Public bug reported:
We create and deploy custom AMIs based on Ubuntu Jammy and we noticed
since jammy-20230428 that randomly all the AMI based on it sometimes
fail during the boot process. I can destroy and deploy again to get rid
of this.
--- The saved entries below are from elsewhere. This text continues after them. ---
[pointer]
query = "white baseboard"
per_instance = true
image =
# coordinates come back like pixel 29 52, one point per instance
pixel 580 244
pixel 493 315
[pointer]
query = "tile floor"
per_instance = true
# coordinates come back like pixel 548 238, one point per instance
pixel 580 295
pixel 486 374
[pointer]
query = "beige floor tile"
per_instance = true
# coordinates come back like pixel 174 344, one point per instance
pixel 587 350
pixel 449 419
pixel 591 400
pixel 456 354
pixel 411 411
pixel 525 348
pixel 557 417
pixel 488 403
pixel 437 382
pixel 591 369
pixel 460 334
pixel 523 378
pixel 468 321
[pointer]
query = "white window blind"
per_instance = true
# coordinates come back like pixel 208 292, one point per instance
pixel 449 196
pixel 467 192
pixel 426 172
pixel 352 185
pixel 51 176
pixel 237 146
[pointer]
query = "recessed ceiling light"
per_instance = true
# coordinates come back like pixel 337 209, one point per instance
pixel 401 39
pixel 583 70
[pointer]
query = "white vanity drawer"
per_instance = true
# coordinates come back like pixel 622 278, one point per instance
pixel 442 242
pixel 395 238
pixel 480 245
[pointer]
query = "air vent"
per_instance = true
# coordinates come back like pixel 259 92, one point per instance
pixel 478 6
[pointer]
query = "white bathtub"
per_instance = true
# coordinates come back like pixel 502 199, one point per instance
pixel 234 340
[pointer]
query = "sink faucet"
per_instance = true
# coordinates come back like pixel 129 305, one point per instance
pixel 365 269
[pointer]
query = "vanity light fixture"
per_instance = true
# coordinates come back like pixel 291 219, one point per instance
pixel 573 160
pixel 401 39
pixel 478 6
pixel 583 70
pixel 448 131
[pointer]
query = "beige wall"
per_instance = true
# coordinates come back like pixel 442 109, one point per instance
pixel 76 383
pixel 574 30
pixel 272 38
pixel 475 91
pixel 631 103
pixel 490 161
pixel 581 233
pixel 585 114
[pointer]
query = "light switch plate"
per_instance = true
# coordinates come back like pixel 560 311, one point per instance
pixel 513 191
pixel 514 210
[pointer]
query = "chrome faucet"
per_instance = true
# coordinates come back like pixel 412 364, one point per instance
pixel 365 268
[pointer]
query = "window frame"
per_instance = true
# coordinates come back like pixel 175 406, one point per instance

The stack trace is always the same:
```
[ 849.765218] INFO: task swapper/0:1 blocked for more than 727 seconds.
[ 849.774999] Not tainted 5.19.0-1025-aws #26~22.04.1-Ubuntu
[ 849.787081] "echo 0 > /proc/sys/kernel/hung_task_timeout_secs" disables this
message.
[ 849.811223] task:swapper/0 state:D stack: 0 pid: 1 ppid: 0
flags:0x00004000
[ 849.883494] Call Trace:
[ 849.891369] <TASK>
[ 849.899306] __schedule+0x254/0x5a0
[ 849.907878] schedule+0x5d/0x100
[ 849.917136] io_schedule+0x46/0x80
[ 849.970890] blk_mq_get_tag+0x117/0x300
[ 849.976136] ? destroy_sched_domains_rcu+0x40/0x40
[ 849.981442] __blk_mq_alloc_requests+0xc4/0x1e0
[ 849.986750] blk_mq_get_new_requests+0xcc/0x190
[ 849.992185] blk_mq_submit_bio+0x1eb/0x450
[ 850.070689] __submit_bio+0xf6/0x190
[ 850.075545] submit_bio_noacct_nocheck+0xc2/0x120
[ 850.080841] submit_bio_noacct+0x209/0x560
[ 850.085654] submit_bio+0x40/0xf0
[ 850.090361] submit_bh_wbc+0x134/0x170
[ 850.094905] ll_rw_block+0xbc/0xd0
[ 850.175198] do_readahead.isra.0+0x126/0x1e0
[ 850.183531] jread+0xeb/0x100
[ 850.189648] do_one_pass+0xbb/0xb90
[ 850.193917] ? crypto_create_tfm_node+0x9a/0x120
[ 850.207511] ? crc_43+0x1e/0x1e
[ 850.211887] jbd2_journal_recover+0x8d/0x150
[ 850.272927] jbd2_journal_load+0x130/0x1f0
[ 850.280601] ext4_load_journal+0x271/0x5d0
[ 850.288540] __ext4_fill_super+0x2aa1/0x2e10
[ 850.296290] ? pointer+0x36f/0x500
[ 850.304910] ext4_fill_super+0xd3/0x280
[ 850.372470] ? ext4_fill_super+0xd3/0x280
[ 850.380637] get_tree_bdev+0x189/0x280
[ 850.384398] ? __ext4_fill_super+0x2e10/0x2e10
[ 850.388490] ext4_get_tree+0x15/0x20
[ 850.392123] vfs_get_tree+0x2a/0xd0
[ 850.395859] do_new_mount+0x184/0x2e0
[ 850.468151] path_mount+0x1f3/0x890
[ 850.471804] ? putname+0x5f/0x80
[ 850.475341] init_mount+0x5e/0x9f
[ 850.478976] do_mount_root+0x8d/0x124
[ 850.482626] mount_block_root+0xd8/0x1ea
[ 850.486368] mount_root+0x62/0x6e
[ 850.568079] prepare_namespace+0x13f/0x19e
[ 850.571984] kernel_init_freeable+0x120/0x139
[ 850.575930] ? rest_init+0xe0/0xe0
[ 850.579511] kernel_init+0x1b/0x170
[ 850.583084] ? rest_init+0xe0/0xe0
[ 850.586642] ret_from_fork+0x22/0x30
[ 850.668205] </TASK>
```
This happens since 5.19.0-1024-aws, I have now rolled back to 5.19.0-1022-aws.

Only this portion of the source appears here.